FAQ
Common questions about WitnessOps governed execution and evidence.
About WitnessOps
What is WitnessOps?
WitnessOps is a governance layer for security operations. It wraps existing tools in policy-enforced runbooks that emit signed evidence. It governs your stack; it does not replace it.
How is WitnessOps different from a vulnerability scanner?
A scanner finds vulnerabilities. WitnessOps governs the tools that do the finding. Run Nmap through WitnessOps and you get scope enforcement, policy gates, and a signed receipt. Run it directly and you do not.
How do receipts become independently verifiable?
WitnessOps executes governed operations and emits receipts. Those receipts can be packaged into proof bundles that third parties verify independently. WitnessOps produces evidence; the separate verification surface packages and checks it.
Who is WitnessOps built for?
Security operators. Penetration testers who need to prove what they tested. Red teams that need scope enforcement and approval controls. SOC analysts who need auditable incident response workflows. Compliance teams that need verifiable records of security testing.
How It Works
What is a runbook?
A YAML workflow that defines an operation step by step. Each step references a tool, declares inputs, and specifies policy gates. Runbooks are versioned and reusable. See the Runbooks page for structure details.
What happens when a policy gate fails?
The step does not execute. No partial execution, no fallback. WitnessOps records the failure, and the operation pauses. You can resolve the issue — expand scope, get approval, fix the principal identity — and resume from where it stopped.
What does a receipt contain?
A receipt contains the runbook reference, policy gate context, operator identity, timestamp, execution hash, cryptographic signature, and a link to the previous receipt. The surrounding manifests, state files, and logs carry the richer execution detail. See Receipts for the current field list and example.

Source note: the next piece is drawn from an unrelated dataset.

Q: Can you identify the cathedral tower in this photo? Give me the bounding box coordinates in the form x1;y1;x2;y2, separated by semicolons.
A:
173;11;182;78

Can I pause and resume an operation?
Yes. Governed execution preserves state. When a step requires approval, execution pauses and waits. You can return later, approve the gate, and resume without re-running previous steps.
Security and Trust
What happens to my data?
Tool outputs are hashed. Receipts contain the hashes, not the raw findings. This means you can share a receipt as signed evidence that an operation happened without exposing what it found. The actual output files stay under your control.
Can I verify a receipt independently?
Yes. Receipts are signed with Ed25519. Anyone with the public key can verify the signature and confirm the receipt has not been modified. For full independent verification, receipts can be packaged into proof bundles that third parties evaluate without trusting the operator.
What prevents an operator from skipping a policy gate?
The governance layer enforces gates at runtime. Tools execute inside the governance boundary, not outside it. There is no way to invoke a tool through WitnessOps without passing its declared gates. If you bypass WitnessOps and run the tool directly, no receipt is produced — which is itself detectable evidence of ungoverned execution.